Notable quotes & insights

  • Dr. Rubin: “The vagina is like a plant: it needs hormones to thrive — give it what it needs and it will flourish.”
  • Dr. Rubin: “Vaginal hormones prevent urinary tract infections by more than half.”
  • Dr. Rubin: “There is no one who can’t have vaginal estrogen — it’s a shared‑decision therapy and is often the foundational treatment for genitourinary symptoms.”
  • Mel Robbins: “This is a life‑changing and maybe even a life‑saving resource that you can share for free with women in your life.”

Practical signs that you should act (who should consider evaluation)

  • Recurrent UTIs (especially repeating despite standard care)
  • Painful sex, new genital pain or burning
  • Persistent vaginal dryness or cracking/bleeding
  • Increased urinary frequency, urgency or new leakage
  • Marked decline in libido or sexual satisfaction
  • Postpartum/breastfeeding patients with vaginal/urinary symptoms
  • Anyone on hormonal medications (combined OCPs, spironolactone for acne, endocrine therapy for breast cancer) who develops genital/urinary symptoms

Where to learn more / resources mentioned

  • Dr. Rachel Rubin — rachelrubinmd.com (articles, downloadable guidance, courses)
  • American Urologic Association (AUA) guidelines on Genitourinary Syndrome of Menopause (2025)
  • International Society for the Study of Women’s Sexual Health (ISSWSH / ISWISH) — education and find‑a‑provider
  • The Menopause Society (clinical resources)
  • Documentaries referenced: Pink Pill (Paramount+), Balance (Apple TV series), M Factor / Before the Pause (PBS)
  • Patient resources and clinician courses listed on Dr. Rubin’s site and ISWISH

How to talk to your clinician (brief sample)

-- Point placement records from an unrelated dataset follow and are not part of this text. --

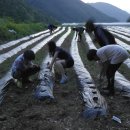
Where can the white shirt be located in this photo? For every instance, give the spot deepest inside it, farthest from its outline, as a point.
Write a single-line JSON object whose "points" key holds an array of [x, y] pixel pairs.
{"points": [[113, 53]]}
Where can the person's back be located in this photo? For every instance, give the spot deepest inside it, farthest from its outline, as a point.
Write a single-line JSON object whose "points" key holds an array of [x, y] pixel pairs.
{"points": [[103, 36]]}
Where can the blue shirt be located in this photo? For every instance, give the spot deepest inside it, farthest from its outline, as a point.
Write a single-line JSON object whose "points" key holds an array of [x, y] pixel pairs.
{"points": [[20, 64]]}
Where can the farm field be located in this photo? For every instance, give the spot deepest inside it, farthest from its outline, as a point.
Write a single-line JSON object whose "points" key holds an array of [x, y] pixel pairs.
{"points": [[19, 110]]}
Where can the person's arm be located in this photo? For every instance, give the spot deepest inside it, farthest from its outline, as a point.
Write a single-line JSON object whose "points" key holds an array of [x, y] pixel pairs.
{"points": [[53, 60], [104, 67], [102, 35]]}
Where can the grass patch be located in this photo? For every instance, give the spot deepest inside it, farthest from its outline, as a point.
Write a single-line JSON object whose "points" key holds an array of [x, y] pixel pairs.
{"points": [[20, 29]]}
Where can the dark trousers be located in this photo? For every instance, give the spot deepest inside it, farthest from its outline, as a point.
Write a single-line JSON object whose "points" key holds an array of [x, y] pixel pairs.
{"points": [[110, 73], [28, 72]]}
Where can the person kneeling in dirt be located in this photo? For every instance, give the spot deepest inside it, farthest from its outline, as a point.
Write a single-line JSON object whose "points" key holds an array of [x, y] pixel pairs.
{"points": [[23, 67], [111, 57], [61, 58], [51, 27], [79, 32]]}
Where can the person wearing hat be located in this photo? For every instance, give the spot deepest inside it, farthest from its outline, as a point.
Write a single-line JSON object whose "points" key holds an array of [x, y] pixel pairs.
{"points": [[23, 67]]}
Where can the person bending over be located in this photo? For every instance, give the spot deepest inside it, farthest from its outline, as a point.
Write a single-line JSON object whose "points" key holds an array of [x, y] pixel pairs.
{"points": [[23, 67], [111, 57], [79, 32], [61, 58]]}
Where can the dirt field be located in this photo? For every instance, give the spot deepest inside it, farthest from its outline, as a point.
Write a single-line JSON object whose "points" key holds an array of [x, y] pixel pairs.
{"points": [[21, 111]]}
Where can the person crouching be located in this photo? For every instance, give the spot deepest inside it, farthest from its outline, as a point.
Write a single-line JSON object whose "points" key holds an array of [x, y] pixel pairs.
{"points": [[61, 58], [23, 68]]}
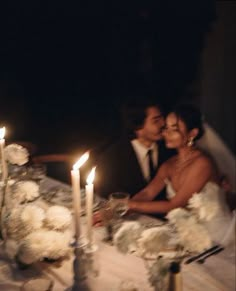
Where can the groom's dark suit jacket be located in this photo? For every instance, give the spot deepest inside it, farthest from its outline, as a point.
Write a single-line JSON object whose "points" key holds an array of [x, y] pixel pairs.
{"points": [[118, 169]]}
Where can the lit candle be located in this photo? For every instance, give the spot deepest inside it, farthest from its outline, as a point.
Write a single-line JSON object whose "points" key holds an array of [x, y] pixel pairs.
{"points": [[89, 205], [75, 178], [2, 145]]}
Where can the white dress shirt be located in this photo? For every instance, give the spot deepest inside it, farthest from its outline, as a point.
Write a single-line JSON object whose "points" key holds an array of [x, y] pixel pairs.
{"points": [[142, 156]]}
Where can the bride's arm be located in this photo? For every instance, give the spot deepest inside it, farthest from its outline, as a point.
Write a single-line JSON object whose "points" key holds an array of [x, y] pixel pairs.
{"points": [[197, 176], [154, 187]]}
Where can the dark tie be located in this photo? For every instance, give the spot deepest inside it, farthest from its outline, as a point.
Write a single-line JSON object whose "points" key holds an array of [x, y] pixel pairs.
{"points": [[152, 171]]}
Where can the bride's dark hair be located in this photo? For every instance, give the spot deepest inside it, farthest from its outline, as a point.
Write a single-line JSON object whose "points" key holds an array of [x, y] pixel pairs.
{"points": [[191, 116]]}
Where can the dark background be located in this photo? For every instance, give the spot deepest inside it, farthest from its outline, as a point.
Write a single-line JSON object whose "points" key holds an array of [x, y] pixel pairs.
{"points": [[67, 66]]}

  • “I’ve been having [X symptoms]. I’ve read these are often hormone‑related and respond well to local vaginal estrogen/DHEA or other therapies. Can we evaluate for genitourinary syndrome and discuss a trial of vaginal hormone therapy (or referral to a pelvic floor PT/sexual medicine specialist)?”
  • If clinician resists: “If you’re not the right specialist for this, can you refer me to someone who is trained in female sexual medicine or urology/menopause care? I can bring the AUA guideline summary for reference.”

Final note (why this matters)

This episode reframes many common female symptoms as diagnosable, treatable, and often preventable. Many inexpensive, low‑risk treatments exist (vaginal estrogen/DHEA and, where appropriate, systemic HRT or low‑dose testosterone) that can dramatically improve quality of life — sexual function, urinary health, sleep, mood and the ability to participate fully in daily life. If you relate to any of the symptoms discussed, consider bringing this evidence to your clinician or seeking a clinician trained in sexual medicine or pelvic health.


If you want, use the checklist above as a one‑page printout to bring to your appointment (vaginal pH strip result, symptom list, the sample script and request to discuss AUA GSM guidelines).